Etwa 100 Jahre nach Christi Geburt schrieb der römische Dichter Juvenal (Decimus Iunius Iuvenalis): „Orandum est ut sit mens sana in corpore sano – Man sollte darum beten, dass ein gesunder Geist in einem gesunden Körper sei.“ Das ist ein ganz schlichter Wunsch: Körper und Geist sollen beide gesund sein.
Ein paar Jahrzehnte zuvor war der 1. Timotheusbrief entstanden, in dem wir lesen: „Übe dich in der Frömmigkeit! Denn körperliche Übung nützt nur wenig, die Frömmigkeit aber ist nützlich zu allem: Ihr ist das gegenwärtige und das zukünftige Leben verheißen.“ (1 Tim 4,7b.8) Da liegt der Fokus eher auf der seelischen Gesundheit. Aber auch das ist ein nüchterner Satz.
Körper, Geist und Seele sollen gesund bleiben oder zumindest gesund werden.
Unsere Welt sorgt aber dafür, dass genau das Gegenteil passiert. Dabei ist es müßig, zum Beispiel all die Länder zu zählen, in denen gerade Krieg herrscht – es werden ständig mehr. Oder die Anzahl der Menschen, die auf der Flucht sind. Die durch Waffen und Gewalt und Hunger und vermeidbare Krankheiten sterben. Die keine Schule besuchen können aufgrund ihres Geschlechtes, ihres Glaubens, ihrer Hautfarbe oder einer anderen menschlichen Eigenschaft, die von meist männlichen Machthabern abgelehnt und brutal verfolgt wird. Schutzlose Menschen, die aus allem ausgeschlossen werden, das für seelische, körperliche oder geistige Gesundheit relevant wäre.
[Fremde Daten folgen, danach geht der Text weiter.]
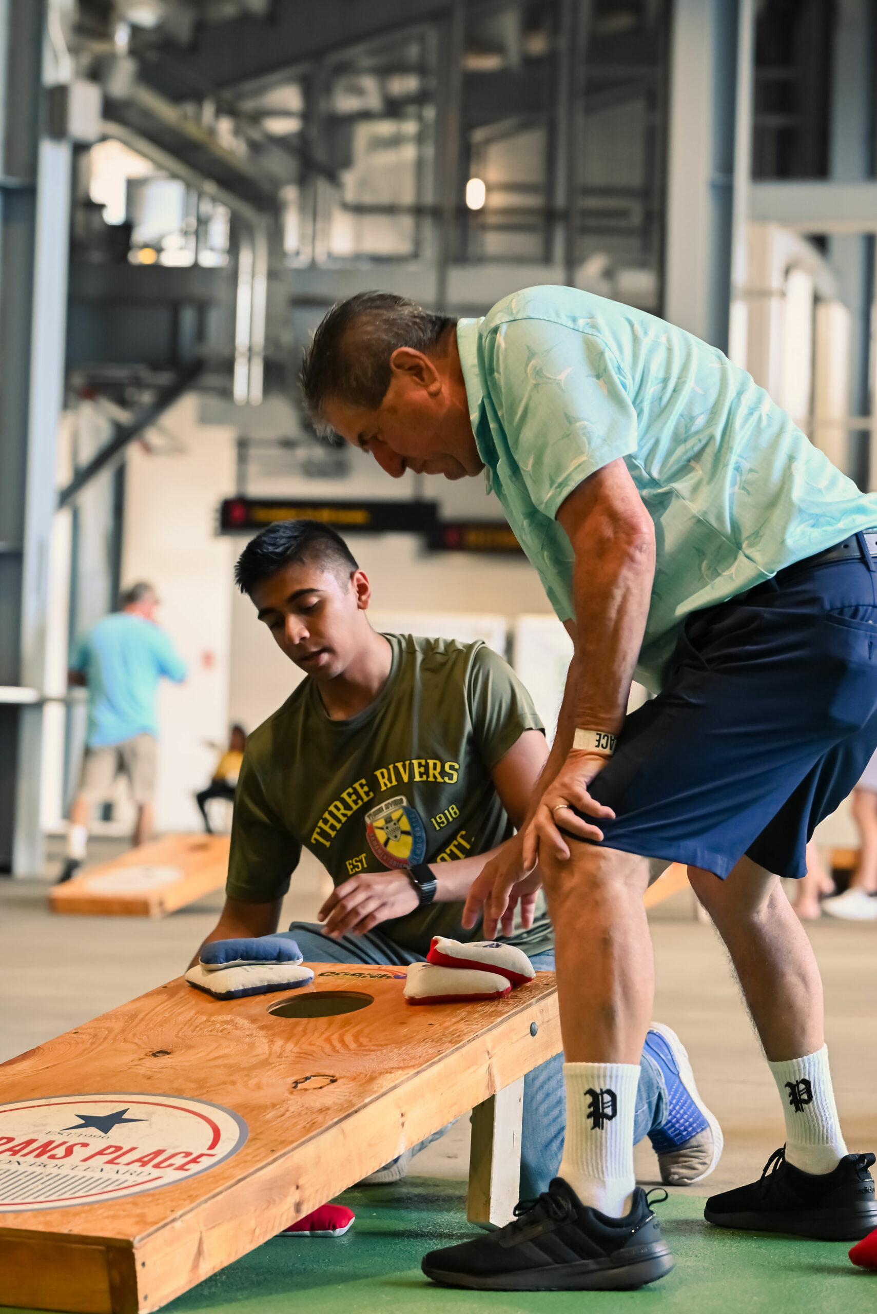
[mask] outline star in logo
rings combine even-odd
[[[146,1118],[126,1118],[125,1114],[127,1109],[118,1109],[116,1113],[76,1113],[75,1117],[79,1118],[77,1127],[62,1127],[62,1131],[84,1131],[85,1127],[95,1127],[96,1131],[102,1131],[108,1135],[113,1127],[117,1127],[121,1122],[146,1122]]]

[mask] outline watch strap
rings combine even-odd
[[[417,891],[417,900],[423,908],[425,904],[431,904],[436,897],[436,890],[438,883],[429,870],[429,863],[415,862],[414,866],[407,869],[408,880]]]

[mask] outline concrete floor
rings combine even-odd
[[[95,842],[92,857],[102,859],[112,851],[113,842]],[[302,866],[281,925],[315,918],[323,879],[316,862]],[[0,1060],[177,976],[222,907],[217,894],[163,921],[64,917],[46,911],[47,888],[45,880],[0,880]],[[782,1143],[780,1101],[725,951],[712,926],[693,920],[691,895],[659,905],[651,921],[655,1018],[683,1038],[701,1093],[725,1130],[718,1168],[708,1184],[689,1193],[722,1190],[758,1176]],[[827,1041],[847,1142],[851,1150],[877,1148],[877,925],[826,917],[807,933],[826,987]],[[414,1171],[466,1176],[467,1138],[462,1118],[415,1160]],[[637,1150],[637,1171],[641,1180],[654,1181],[655,1159],[647,1142]]]

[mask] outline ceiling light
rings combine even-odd
[[[466,205],[470,210],[482,210],[487,200],[487,188],[483,179],[470,177],[466,183]]]

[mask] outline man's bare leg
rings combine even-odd
[[[655,993],[645,858],[570,840],[544,858],[567,1063],[639,1063]],[[716,878],[713,878],[716,879]]]
[[[695,894],[725,941],[777,1084],[786,1158],[827,1173],[847,1154],[824,1047],[822,980],[780,878],[740,858],[726,880],[688,869]]]
[[[584,1205],[624,1217],[633,1202],[633,1125],[654,967],[642,858],[570,841],[544,859],[555,928],[566,1139],[559,1176]]]
[[[151,803],[140,803],[137,809],[137,825],[134,827],[134,834],[131,836],[131,848],[139,849],[142,844],[152,837],[154,829],[154,812]]]

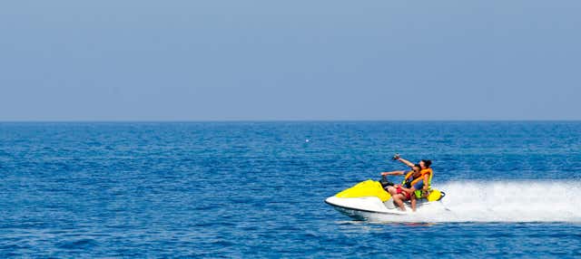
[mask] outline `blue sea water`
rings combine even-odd
[[[580,257],[581,122],[0,123],[0,257]],[[394,152],[444,214],[323,201]]]

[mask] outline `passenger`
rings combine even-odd
[[[409,168],[412,168],[414,166],[414,164],[412,164],[411,162],[399,157],[399,154],[396,154],[395,156],[393,156],[392,159],[402,162]],[[427,197],[428,192],[431,188],[431,181],[432,181],[432,177],[434,176],[434,171],[430,168],[430,166],[432,165],[431,160],[422,159],[418,164],[419,164],[419,166],[421,167],[420,173],[422,174],[422,176],[428,175],[428,177],[423,181],[423,183],[428,183],[428,184],[425,186],[422,186],[421,188],[417,189],[417,191],[415,192],[416,197],[421,198],[421,197]]]
[[[410,200],[411,210],[416,211],[416,190],[420,190],[427,187],[424,182],[428,182],[428,175],[421,173],[421,167],[419,165],[412,166],[412,170],[409,171],[404,177],[401,185],[396,185],[388,187],[388,192],[391,195],[393,202],[401,209],[406,211],[406,207],[403,206],[403,202]],[[405,174],[405,171],[392,171],[383,172],[382,176],[401,176]]]

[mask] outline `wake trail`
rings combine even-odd
[[[391,222],[581,223],[581,181],[453,181],[434,187],[441,204],[407,216],[374,216]]]

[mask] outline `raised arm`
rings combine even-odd
[[[382,172],[382,176],[401,176],[405,174],[406,171],[392,171],[392,172]]]
[[[408,166],[408,167],[410,167],[410,168],[414,167],[414,164],[412,162],[409,162],[409,161],[408,161],[408,160],[406,160],[406,159],[404,159],[402,158],[398,158],[398,161],[406,164],[406,166]]]

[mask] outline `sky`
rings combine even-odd
[[[0,120],[581,120],[581,1],[2,1]]]

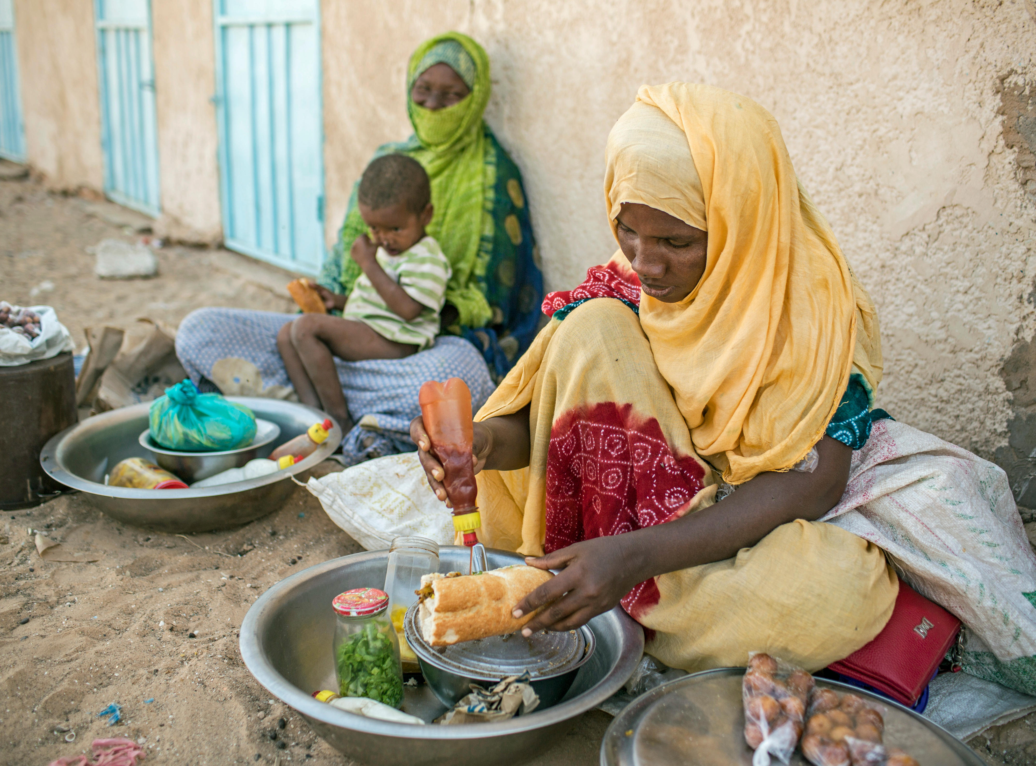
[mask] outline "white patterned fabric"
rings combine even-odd
[[[392,454],[311,478],[307,489],[335,524],[368,551],[400,535],[454,542],[453,513],[425,478],[416,452]]]
[[[217,390],[209,382],[212,365],[230,356],[255,364],[264,387],[290,386],[277,350],[277,333],[296,317],[241,308],[199,308],[180,323],[176,355],[191,380],[203,390]],[[459,337],[438,337],[432,348],[402,359],[335,359],[335,365],[349,415],[358,423],[342,442],[346,465],[414,448],[410,420],[421,412],[418,390],[426,380],[461,378],[471,390],[476,408],[494,387],[482,354]]]
[[[879,420],[822,521],[884,550],[900,578],[968,626],[967,672],[1036,695],[1036,556],[1003,469]]]

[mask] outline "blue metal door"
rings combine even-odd
[[[12,0],[0,0],[0,157],[25,161]]]
[[[105,194],[160,213],[149,0],[96,0],[97,80]]]
[[[224,241],[315,274],[323,260],[318,0],[214,0]]]

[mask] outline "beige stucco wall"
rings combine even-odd
[[[160,228],[213,238],[211,2],[152,5]],[[16,0],[16,13],[30,163],[55,186],[99,188],[92,3]],[[549,289],[614,248],[602,156],[637,86],[736,90],[779,120],[877,303],[880,404],[996,455],[1016,491],[1034,477],[1036,506],[1036,2],[339,0],[322,13],[328,242],[374,148],[410,131],[406,59],[430,34],[466,31],[490,55],[487,120],[524,173]]]
[[[777,117],[877,303],[880,404],[987,456],[1006,442],[1001,365],[1036,330],[1036,194],[1023,186],[1024,152],[1005,145],[999,90],[1005,76],[1015,90],[1036,85],[1032,0],[329,6],[328,235],[371,150],[409,131],[404,66],[426,35],[457,28],[490,55],[487,120],[524,174],[548,289],[572,287],[615,247],[602,158],[637,86],[728,88]]]
[[[28,163],[53,188],[99,189],[100,107],[90,0],[15,0]]]
[[[151,3],[162,216],[155,231],[219,242],[220,166],[211,0]]]

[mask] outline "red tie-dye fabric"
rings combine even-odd
[[[569,410],[550,431],[544,550],[679,518],[703,479],[701,465],[673,455],[658,420],[638,416],[632,405]],[[658,599],[655,581],[648,580],[622,603],[637,619]]]
[[[640,305],[640,279],[636,272],[622,269],[611,261],[603,266],[593,266],[586,269],[586,279],[575,290],[547,293],[543,299],[543,313],[553,317],[554,312],[587,298],[618,298]]]

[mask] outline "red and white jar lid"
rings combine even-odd
[[[369,617],[388,606],[388,594],[377,588],[353,588],[335,596],[330,606],[342,617]]]

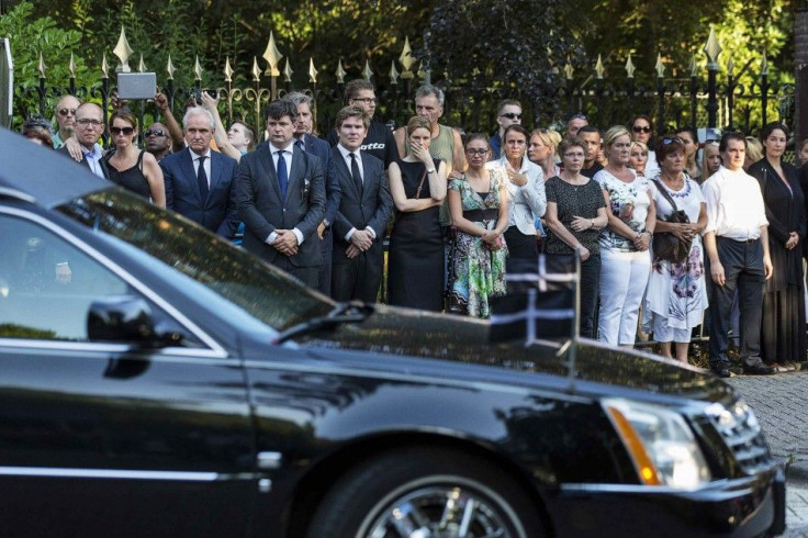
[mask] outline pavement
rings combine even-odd
[[[766,435],[772,453],[786,468],[786,525],[783,537],[808,537],[808,371],[733,376]]]

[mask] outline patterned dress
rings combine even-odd
[[[484,229],[496,227],[496,214],[500,210],[500,186],[503,184],[503,170],[491,170],[491,184],[487,193],[478,193],[471,184],[462,179],[454,179],[449,189],[460,193],[463,213],[474,210],[489,210],[493,218],[473,220]],[[479,212],[478,212],[479,214]],[[472,214],[473,215],[473,214]],[[480,237],[458,231],[454,248],[450,258],[449,279],[451,303],[459,305],[464,313],[474,317],[489,317],[491,309],[489,298],[505,294],[505,259],[507,245],[498,250],[489,250]]]
[[[676,202],[676,208],[684,210],[691,222],[697,222],[704,203],[698,183],[685,179],[684,187],[674,191],[659,181]],[[651,183],[651,190],[656,204],[656,217],[666,221],[673,214],[673,208],[654,183]],[[653,261],[644,304],[643,326],[647,325],[649,328],[653,327],[654,318],[659,316],[664,318],[670,328],[691,329],[702,323],[702,313],[707,307],[707,292],[704,246],[699,234],[693,239],[691,254],[681,264]]]

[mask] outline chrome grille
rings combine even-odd
[[[712,404],[706,410],[712,427],[719,433],[745,474],[755,474],[772,464],[768,445],[752,410],[738,400],[725,407]]]

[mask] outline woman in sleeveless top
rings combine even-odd
[[[119,109],[110,117],[110,134],[115,150],[106,154],[110,179],[124,189],[150,199],[159,208],[166,206],[166,187],[162,170],[154,155],[138,149],[137,120],[126,109]]]
[[[388,169],[397,210],[390,234],[390,304],[440,312],[444,309],[444,239],[438,206],[446,198],[446,164],[429,155],[429,120],[407,124],[407,156]]]

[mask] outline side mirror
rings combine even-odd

Ich schaue noch einmal in die Bibel.
Auch wenn das Wort Frömmigkeit im 1. Brief an Timotheus veraltet klingen mag: Es geht dem Schreiber der biblischen Zeilen darum, Timotheus und seine Gemeinde zu ermuntern, nicht nachzulassen im Kontakt mit Gott. Das Wort im griechischen Originaltext lautet εὐσέβεια (eusebeia) und wird in verschiedenen Sprachen unterschiedlich übersetzt. Englisch ist es devotion, Hingabe (an Gott). Französisch piété, Spanisch piedad, Italienisch pietà, ursprünglich im Lateinischen pietas mit der BedeutungPflichtbewusstsein, schwingt bei diesen Sprachen heute auch Ehrfurcht und Respekt mit. Diese Sprachen betonen eher die Haltung, während das Englische oft die Widmung des ganzen Lebens an Gott meint.
Ich finde, dass wir von allem etwas gebrauchen können. Wir brauchen sowohl die richtige Haltung von Ehrfurcht und Respekt als auch die Hingabe unseres Lebens an Gott. Denn das ist die Basis, um Zeichen des Friedens und der Gerechtigkeit in unserer Welt setzen zu können. Und wir brauchen Frieden und Gerechtigkeit, damit die Kriege aufhören und die Menschen als gleichwertig gesehen und behandelt werden.
Zur Frömmigkeit gehört das Gebet wie das Atmen zum Menschen. Selbst Juvenal, der ein großer Satiriker und Religionskritiker war, ruft ja zum Gebet auf (Orandum est…). Lassen wir daher keine Gelegenheit aus und beten wir um Frieden. Und lassen wir zu, dass wir uns verändern hin zu Menschen, die daran glauben, dass ihnen „das gegenwärtige und das zukünftige Leben verheißen“ ist.